Robert McNamara is best known for his key role in the escalation of the Vietnam War as U.S. secretary of defense under Presidents John F. Kennedy and Lyndon Johnson. The familiar story begins with the brilliant young executive transforming Ford Motor Company, followed by his rise to political power under Kennedy, and culminating in his downfall after eight years of failed military policies. Many believe McNamara's fall from grace after Vietnam marked the end of his career. They were wrong.
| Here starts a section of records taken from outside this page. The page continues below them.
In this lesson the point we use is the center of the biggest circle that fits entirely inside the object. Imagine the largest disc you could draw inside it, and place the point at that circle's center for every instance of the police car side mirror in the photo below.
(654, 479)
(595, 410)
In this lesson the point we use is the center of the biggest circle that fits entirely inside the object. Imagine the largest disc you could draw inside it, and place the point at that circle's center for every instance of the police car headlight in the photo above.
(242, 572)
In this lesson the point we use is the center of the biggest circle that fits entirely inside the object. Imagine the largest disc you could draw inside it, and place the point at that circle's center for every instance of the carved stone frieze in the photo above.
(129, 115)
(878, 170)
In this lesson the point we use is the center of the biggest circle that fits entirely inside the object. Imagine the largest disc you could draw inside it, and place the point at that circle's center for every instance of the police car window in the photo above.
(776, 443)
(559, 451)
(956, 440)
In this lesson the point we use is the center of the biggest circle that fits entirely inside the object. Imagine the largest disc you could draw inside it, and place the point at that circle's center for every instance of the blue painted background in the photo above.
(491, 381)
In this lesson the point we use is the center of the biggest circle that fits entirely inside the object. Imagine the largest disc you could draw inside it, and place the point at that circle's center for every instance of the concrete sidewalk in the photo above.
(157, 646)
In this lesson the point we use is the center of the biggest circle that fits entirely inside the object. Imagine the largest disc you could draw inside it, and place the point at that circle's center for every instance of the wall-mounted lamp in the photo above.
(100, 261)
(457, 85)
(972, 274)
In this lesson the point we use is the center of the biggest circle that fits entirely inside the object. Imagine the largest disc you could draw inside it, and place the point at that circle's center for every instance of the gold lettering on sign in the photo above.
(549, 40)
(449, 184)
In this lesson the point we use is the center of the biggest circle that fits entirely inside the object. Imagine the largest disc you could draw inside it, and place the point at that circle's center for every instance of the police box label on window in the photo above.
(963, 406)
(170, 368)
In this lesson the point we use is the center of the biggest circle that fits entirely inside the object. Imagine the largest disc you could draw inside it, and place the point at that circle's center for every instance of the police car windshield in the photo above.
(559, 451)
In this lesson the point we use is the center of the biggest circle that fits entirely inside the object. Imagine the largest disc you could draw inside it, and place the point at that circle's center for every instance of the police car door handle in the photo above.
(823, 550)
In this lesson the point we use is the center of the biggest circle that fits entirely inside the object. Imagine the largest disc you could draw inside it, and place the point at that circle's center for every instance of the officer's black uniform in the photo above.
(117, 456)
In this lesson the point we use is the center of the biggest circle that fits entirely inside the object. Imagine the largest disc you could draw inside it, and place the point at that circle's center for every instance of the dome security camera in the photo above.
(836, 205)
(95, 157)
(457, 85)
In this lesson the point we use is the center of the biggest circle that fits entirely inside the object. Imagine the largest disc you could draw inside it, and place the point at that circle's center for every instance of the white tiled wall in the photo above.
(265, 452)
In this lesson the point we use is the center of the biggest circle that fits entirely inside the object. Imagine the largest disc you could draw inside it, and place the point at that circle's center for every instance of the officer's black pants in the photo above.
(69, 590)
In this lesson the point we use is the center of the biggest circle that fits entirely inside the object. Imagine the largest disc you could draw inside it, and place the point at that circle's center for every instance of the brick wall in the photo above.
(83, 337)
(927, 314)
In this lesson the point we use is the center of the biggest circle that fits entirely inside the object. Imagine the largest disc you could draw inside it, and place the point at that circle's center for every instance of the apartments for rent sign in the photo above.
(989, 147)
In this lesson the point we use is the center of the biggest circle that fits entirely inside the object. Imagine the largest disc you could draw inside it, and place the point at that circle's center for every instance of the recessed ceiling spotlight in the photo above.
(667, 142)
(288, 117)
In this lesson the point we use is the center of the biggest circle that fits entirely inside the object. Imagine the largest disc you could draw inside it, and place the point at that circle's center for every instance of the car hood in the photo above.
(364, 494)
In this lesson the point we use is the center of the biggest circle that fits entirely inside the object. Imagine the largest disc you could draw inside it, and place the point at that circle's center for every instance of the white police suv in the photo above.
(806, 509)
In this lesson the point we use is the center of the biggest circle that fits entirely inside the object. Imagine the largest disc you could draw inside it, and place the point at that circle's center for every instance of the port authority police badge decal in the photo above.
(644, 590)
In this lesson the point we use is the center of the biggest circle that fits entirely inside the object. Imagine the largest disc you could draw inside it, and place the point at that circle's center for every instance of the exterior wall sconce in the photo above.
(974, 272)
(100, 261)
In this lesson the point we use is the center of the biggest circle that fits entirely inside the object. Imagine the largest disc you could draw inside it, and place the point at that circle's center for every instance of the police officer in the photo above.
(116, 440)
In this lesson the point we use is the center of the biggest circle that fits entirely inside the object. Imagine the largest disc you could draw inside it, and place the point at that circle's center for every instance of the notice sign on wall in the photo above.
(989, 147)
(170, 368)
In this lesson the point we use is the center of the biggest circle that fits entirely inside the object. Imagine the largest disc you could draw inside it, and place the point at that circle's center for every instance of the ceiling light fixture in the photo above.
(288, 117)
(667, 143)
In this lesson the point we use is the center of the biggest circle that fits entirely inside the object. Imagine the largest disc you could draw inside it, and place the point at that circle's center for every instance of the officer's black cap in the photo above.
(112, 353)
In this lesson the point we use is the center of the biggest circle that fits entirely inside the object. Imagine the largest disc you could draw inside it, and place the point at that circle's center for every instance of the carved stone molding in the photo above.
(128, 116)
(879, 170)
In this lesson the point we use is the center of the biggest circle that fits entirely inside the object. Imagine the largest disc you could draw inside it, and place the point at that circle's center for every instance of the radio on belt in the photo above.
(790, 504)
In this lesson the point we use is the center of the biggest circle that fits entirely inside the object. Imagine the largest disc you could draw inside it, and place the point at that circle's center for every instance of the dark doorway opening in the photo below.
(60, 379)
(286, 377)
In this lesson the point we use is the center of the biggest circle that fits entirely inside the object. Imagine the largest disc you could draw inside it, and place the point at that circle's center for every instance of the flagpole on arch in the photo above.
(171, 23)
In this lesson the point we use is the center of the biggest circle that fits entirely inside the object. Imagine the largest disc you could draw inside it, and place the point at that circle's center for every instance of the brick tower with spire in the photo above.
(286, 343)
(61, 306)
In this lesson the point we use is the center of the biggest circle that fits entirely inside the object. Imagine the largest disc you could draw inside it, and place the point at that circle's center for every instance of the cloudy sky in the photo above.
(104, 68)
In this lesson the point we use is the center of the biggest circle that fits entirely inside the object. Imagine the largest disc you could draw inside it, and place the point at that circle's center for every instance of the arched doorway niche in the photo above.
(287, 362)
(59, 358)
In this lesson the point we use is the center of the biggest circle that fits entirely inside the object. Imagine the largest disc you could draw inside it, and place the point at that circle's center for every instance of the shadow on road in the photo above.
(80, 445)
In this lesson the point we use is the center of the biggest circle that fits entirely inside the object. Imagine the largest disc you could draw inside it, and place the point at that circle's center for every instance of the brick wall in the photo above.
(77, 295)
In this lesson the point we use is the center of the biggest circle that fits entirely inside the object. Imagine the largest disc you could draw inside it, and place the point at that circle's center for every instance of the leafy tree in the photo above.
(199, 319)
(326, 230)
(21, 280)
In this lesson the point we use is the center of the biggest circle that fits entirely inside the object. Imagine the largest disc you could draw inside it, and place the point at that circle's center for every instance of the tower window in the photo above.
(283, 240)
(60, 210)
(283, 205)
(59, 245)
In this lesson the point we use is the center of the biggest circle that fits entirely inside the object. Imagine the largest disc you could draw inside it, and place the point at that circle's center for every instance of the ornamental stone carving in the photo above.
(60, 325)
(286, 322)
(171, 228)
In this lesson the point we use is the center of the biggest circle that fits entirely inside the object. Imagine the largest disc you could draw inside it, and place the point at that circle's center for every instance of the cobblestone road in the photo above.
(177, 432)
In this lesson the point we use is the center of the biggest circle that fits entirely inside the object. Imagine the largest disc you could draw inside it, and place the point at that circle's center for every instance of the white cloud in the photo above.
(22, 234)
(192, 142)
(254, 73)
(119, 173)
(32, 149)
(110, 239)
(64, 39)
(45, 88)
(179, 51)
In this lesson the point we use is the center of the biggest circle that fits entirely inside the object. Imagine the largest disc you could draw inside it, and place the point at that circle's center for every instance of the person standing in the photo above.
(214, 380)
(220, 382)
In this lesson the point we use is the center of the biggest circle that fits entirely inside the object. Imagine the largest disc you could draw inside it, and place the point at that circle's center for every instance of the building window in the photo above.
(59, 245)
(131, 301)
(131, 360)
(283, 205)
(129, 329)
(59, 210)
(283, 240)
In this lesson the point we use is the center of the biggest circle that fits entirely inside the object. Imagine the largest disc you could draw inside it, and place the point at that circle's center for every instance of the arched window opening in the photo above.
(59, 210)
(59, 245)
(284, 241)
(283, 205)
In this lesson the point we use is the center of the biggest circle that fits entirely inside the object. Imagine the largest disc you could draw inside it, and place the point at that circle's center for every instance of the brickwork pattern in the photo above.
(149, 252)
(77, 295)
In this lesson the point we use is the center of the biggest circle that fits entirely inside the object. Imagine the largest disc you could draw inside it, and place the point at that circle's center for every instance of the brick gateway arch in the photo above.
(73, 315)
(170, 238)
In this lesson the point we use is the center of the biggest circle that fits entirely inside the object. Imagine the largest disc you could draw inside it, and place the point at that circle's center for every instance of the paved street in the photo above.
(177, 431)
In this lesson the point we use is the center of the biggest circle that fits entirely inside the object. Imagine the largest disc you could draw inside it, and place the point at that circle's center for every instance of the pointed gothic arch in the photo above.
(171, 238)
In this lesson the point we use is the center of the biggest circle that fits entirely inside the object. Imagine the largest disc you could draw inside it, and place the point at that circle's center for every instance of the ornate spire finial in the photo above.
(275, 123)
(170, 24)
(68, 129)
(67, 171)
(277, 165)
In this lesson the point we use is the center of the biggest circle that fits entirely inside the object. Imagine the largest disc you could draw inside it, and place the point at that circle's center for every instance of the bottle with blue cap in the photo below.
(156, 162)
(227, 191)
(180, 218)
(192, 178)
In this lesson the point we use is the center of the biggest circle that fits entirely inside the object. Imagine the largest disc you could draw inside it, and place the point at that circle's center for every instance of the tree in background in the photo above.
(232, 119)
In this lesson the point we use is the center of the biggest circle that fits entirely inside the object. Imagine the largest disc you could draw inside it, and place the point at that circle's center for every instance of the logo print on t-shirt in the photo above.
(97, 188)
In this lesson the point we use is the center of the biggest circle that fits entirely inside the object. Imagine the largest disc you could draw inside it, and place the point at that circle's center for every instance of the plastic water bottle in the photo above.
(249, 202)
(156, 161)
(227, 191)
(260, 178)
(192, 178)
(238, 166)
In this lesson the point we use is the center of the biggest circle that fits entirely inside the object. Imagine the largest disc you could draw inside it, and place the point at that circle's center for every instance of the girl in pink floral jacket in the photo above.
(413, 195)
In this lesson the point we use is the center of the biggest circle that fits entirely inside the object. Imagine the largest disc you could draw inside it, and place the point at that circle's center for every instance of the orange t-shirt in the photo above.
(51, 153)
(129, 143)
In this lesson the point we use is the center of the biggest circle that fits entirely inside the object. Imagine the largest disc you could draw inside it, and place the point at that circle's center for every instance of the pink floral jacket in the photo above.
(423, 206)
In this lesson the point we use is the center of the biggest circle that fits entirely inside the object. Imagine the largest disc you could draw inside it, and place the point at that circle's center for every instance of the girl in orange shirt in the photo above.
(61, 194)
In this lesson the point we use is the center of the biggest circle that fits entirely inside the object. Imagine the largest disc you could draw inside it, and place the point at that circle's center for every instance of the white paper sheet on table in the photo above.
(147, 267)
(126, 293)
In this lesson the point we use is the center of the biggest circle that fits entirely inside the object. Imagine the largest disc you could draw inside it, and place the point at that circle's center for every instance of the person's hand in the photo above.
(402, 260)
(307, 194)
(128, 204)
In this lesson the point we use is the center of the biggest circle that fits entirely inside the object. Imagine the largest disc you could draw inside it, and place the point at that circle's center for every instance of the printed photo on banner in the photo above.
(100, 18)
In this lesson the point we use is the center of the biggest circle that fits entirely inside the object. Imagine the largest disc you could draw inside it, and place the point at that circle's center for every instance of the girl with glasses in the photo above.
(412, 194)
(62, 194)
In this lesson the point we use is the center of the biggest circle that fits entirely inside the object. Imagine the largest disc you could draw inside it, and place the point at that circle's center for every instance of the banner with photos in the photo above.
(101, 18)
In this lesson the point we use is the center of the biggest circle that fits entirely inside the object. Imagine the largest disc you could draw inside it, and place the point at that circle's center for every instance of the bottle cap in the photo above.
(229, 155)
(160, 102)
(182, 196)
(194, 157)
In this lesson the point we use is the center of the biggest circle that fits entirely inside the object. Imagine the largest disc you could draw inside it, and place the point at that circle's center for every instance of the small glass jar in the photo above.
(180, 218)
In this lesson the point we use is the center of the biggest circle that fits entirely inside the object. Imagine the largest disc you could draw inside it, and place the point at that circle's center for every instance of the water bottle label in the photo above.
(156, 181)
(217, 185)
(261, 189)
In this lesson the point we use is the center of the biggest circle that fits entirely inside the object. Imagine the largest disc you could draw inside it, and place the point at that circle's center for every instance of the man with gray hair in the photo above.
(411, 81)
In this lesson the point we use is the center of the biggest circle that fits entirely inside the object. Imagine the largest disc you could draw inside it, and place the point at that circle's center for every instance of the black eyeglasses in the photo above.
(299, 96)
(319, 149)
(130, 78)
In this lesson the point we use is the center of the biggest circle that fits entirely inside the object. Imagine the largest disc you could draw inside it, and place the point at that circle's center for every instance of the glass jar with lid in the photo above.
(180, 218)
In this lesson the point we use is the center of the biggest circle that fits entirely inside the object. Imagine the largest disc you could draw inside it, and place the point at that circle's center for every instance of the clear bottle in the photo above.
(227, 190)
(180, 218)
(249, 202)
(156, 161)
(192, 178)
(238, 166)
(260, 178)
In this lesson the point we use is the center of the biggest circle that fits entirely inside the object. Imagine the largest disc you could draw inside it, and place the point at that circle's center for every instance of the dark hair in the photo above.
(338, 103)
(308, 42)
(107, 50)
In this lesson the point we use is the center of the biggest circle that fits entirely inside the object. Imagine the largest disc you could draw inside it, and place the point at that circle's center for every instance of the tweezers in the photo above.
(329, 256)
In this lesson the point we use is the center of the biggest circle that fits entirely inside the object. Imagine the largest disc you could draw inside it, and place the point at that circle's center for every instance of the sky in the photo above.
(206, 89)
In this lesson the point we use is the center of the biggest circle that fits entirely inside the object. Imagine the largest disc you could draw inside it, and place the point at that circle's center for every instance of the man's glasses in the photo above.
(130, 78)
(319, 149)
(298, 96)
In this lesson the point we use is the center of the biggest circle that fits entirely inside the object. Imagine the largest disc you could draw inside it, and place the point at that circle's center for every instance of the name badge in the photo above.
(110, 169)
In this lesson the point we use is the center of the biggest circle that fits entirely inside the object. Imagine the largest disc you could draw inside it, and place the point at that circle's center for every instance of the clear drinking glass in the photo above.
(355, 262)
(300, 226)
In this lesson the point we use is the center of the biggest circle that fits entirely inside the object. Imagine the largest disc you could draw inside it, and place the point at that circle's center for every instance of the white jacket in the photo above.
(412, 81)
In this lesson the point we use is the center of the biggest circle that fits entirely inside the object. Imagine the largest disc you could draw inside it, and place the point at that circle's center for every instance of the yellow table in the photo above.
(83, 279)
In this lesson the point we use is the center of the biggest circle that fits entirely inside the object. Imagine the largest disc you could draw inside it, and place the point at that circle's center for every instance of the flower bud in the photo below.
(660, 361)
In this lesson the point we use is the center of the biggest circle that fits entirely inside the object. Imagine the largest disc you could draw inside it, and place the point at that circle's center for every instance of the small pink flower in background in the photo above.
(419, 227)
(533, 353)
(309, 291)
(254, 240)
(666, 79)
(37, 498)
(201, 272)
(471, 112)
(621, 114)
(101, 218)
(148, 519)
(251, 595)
In Robert McNamara's Other War, Patrick Allan Sharma reveals the previously untold story of what happened next. As president of the World Bank from 1968 to 1981, McNamara changed the way many people thought about international development by shifting the World Bank's focus to poverty alleviation. Though his efforts to redeem himself after his failures in Vietnam were well-intentioned, Sharma argues, his expansion of the World Bank's agenda contributed to a decline in the quality of its activities. McNamara's policies at the Bank also helped lay the groundwork for the economic crises that have plagued the developing world during the past three decades.
Not only has Sharma crafted an engaging chronicle of one of the most enigmatic figures in modern American history; he has also produced one of the first detailed histories of the World Bank. He mines previously unstudied Bank documents that have only recently become available to researchers as well as material from archives on three continents. Sharma's extensive research shows that McNamara's influence extended well beyond Vietnam and that his World Bank years may be his most enduring legacy.